Following the game's release, it was met generally favorable reviews, with reviewers praising the unique concept, while criticism targeted its repetitive gameplay. Shell Shockers is considered the most popular game created by Blue Wizard Digital. In mid-2019, the game had almost 40 million players globally; as of July 2025, Shell Shockers has more than 200 million total lifetime players. The mobile version of the game was released for iOS on June 1, 2021, and for Android on September 29, 2021, both of which were shut down on January 15, 2024.

== Gameplay ==
Shell Shockers is a 3D, first person shooter video game that features eggs with guns, of seven different types. Players can control their egg by using the WASD keys, and create their own nicknames. The EggK-47 (based on the AK-47), the Scrambler (based on a break action shotgun), the Free Ranger (based on the SVD), the RPEGG (based on the RPG-7), the Whipper (based on the FN P90), the Crackshot (based on the M24), and the Tri-Hard (based on the Steyr Aug). There are thousands of player and item skins, most of which can be bought with Eggs, the in-game currency. Eggs are gained from "kills", each kill grants the player 10 eggs, unless the user is playing on Saturday or Sunday, in which case they get 2 times the normal amount of eggs. You can also buy eggs from their online shop. Alongside with the four gamemodes: Free For All, Teams, Captula the Spatula (based on Capture the flag), and King of the Coop (based on King of the Hill).

=== Controls ===
Controls are the movement keys in the game, that can perform actions and movements. In Shell Shockers, the format of the control is WASD/SHIFT, which is popular in browser-based FPS games. The controls in the game, by default, are:

==== Keybindings ====

- W-A-S-D to Move.
- SPACE BAR to Jump.
- SHIFT to Aim.
- LEFT CLICK to Fire.
- R to Reload.
- E to swap to Pistol
- Q to fire a Grenade (hold to throw further).
- F for Melee swing.
- G for weapon Inspect.
- LEFT CLICK to stop grenade from being launched. NOTE - This is not customizable.
- ENTER to type in the chat box. NOTE - This is not customizable.
- TAB to close the chatbox (can be turned off). NOTE - This is not customizable.
- SPACE to go up while spectating.
- SHIFT to go down while spectating.
- V for first person spectation. (Use the up and down arrows to change who you are spectating).
- LEFT CLICK for slow motion spectation.

==== Controller Bindings ====

- 0 to Jump.
- 7 to Fire.
- 6 to Aim.
- 2 to Reload.
- 3 to swap to Pistol.
- 5 to fire a Grenade.
- 1 for Melee swing.
- 4 for weapon Inspect.
- 6 to go up while spectating.
- 7 to go up while spectating.

==== Customization ====
The default controls can be changed in game settings to the players own comfort. The control settings are in the first panel of the settings, and they can be altered in-game. The player presses the key they play with when in a certain control box. Additionally, keys that are not used in the game can also be added as controls. Many players like to have right click as their aim button as it is like that in many other FPS games. It can also be beneficial to use the right mouse button as your grenade key because using 'Q' compromises easy access to the 'A' key, impacting movement.

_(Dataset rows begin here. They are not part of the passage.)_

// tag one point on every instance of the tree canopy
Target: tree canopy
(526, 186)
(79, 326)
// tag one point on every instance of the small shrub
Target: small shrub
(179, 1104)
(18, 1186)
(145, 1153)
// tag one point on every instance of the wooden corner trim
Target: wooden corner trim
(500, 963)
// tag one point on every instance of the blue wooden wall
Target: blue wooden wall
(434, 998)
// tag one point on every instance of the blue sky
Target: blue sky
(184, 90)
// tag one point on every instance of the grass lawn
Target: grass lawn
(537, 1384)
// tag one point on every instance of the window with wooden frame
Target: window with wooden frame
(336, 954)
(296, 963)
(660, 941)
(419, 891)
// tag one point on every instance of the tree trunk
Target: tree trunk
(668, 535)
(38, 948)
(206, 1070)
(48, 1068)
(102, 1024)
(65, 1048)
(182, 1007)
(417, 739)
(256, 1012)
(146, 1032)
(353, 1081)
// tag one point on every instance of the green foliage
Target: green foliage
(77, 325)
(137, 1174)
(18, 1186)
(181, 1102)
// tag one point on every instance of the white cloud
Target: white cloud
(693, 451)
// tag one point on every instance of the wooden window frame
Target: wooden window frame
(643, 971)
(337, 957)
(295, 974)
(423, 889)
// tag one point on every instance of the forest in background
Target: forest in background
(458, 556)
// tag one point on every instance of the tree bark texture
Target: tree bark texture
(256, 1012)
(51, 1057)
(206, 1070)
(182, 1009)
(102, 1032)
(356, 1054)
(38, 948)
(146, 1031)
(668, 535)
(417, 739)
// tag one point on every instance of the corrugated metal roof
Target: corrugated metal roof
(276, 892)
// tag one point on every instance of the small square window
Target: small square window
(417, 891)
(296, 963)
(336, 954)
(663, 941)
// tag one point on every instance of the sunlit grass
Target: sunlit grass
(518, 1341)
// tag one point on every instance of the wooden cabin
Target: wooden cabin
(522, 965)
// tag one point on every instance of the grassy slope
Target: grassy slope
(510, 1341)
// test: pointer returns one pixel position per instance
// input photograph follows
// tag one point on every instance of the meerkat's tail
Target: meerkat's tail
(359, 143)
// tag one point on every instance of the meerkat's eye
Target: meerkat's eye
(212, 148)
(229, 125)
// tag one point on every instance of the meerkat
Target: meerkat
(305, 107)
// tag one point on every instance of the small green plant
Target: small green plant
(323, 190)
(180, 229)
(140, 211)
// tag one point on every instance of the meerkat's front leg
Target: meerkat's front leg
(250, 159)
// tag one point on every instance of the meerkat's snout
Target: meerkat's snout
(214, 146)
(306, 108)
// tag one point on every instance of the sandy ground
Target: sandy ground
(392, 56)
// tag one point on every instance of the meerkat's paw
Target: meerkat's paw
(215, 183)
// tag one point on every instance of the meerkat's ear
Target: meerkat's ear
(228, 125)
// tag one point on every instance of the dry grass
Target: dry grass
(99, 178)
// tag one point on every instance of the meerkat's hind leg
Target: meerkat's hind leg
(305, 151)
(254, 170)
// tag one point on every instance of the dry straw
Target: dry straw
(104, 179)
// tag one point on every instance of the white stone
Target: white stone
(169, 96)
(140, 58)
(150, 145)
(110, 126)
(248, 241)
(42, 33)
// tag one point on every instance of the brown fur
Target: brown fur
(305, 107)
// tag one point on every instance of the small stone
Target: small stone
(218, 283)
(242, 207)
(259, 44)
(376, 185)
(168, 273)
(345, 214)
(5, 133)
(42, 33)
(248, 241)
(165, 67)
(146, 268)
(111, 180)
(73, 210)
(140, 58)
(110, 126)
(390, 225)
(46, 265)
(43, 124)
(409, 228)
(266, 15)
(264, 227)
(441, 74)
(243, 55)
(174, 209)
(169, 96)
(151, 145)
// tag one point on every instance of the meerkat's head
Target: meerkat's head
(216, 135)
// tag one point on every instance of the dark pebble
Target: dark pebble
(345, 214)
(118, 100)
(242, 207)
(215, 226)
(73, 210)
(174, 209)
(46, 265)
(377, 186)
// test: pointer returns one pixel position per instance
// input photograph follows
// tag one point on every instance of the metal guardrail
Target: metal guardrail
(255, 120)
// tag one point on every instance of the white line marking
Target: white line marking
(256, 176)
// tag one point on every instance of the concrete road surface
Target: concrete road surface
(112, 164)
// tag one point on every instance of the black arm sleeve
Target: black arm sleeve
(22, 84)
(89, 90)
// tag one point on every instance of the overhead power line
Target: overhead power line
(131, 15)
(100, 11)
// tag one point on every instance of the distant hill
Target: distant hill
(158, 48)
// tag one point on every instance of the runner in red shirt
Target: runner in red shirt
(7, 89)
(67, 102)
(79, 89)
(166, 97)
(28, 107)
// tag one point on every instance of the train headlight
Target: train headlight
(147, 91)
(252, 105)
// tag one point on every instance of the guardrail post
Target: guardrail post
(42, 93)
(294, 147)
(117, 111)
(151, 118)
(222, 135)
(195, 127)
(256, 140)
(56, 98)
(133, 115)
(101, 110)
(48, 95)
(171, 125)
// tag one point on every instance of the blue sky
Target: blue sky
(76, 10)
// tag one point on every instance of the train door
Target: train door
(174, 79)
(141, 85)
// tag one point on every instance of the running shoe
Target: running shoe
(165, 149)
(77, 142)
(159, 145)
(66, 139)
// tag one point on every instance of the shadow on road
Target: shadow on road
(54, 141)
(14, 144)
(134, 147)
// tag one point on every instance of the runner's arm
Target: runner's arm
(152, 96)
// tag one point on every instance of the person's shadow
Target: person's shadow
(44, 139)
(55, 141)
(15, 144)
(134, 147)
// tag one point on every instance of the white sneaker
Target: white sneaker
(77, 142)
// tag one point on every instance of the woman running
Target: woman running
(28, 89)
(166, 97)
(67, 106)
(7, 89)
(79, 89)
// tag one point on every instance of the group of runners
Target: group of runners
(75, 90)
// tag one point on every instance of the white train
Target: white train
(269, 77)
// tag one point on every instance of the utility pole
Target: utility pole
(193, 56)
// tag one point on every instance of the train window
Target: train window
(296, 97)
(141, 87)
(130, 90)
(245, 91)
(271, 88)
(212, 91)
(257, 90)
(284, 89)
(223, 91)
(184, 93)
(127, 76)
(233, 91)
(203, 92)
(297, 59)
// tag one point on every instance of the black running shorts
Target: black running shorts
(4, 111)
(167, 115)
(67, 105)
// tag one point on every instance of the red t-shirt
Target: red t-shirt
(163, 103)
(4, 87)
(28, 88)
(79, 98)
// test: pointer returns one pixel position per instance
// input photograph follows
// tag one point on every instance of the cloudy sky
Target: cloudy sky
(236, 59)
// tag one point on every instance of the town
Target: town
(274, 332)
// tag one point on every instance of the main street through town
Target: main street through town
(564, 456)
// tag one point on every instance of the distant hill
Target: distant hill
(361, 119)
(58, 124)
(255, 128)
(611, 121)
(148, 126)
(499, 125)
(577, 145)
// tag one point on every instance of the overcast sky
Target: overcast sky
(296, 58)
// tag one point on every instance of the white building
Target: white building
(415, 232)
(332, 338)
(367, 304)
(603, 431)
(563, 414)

== Development and release ==
Blue Wizard Digital began working on Shell Shockers which was made using the Babylon.js engine, later releasing it on September 1, 2017. A mobile version for the game was made and put on the Apple Store for iOS and Google Play Store until its shutdown in 2024.

== Reception ==
Shell Shockers is considered the most popular game made by Canadian video game company Blue Wizard Digital. In mid-2019, the game had almost 40 million players worldwide; as of July 2025, Shell Shockers has more than 200 million total lifetime players. Many other gaming platforms also offer the browser-based game, such as CrazyGames. The game received generally favorable reviews, with reviewers praising the uniqueness of the concept.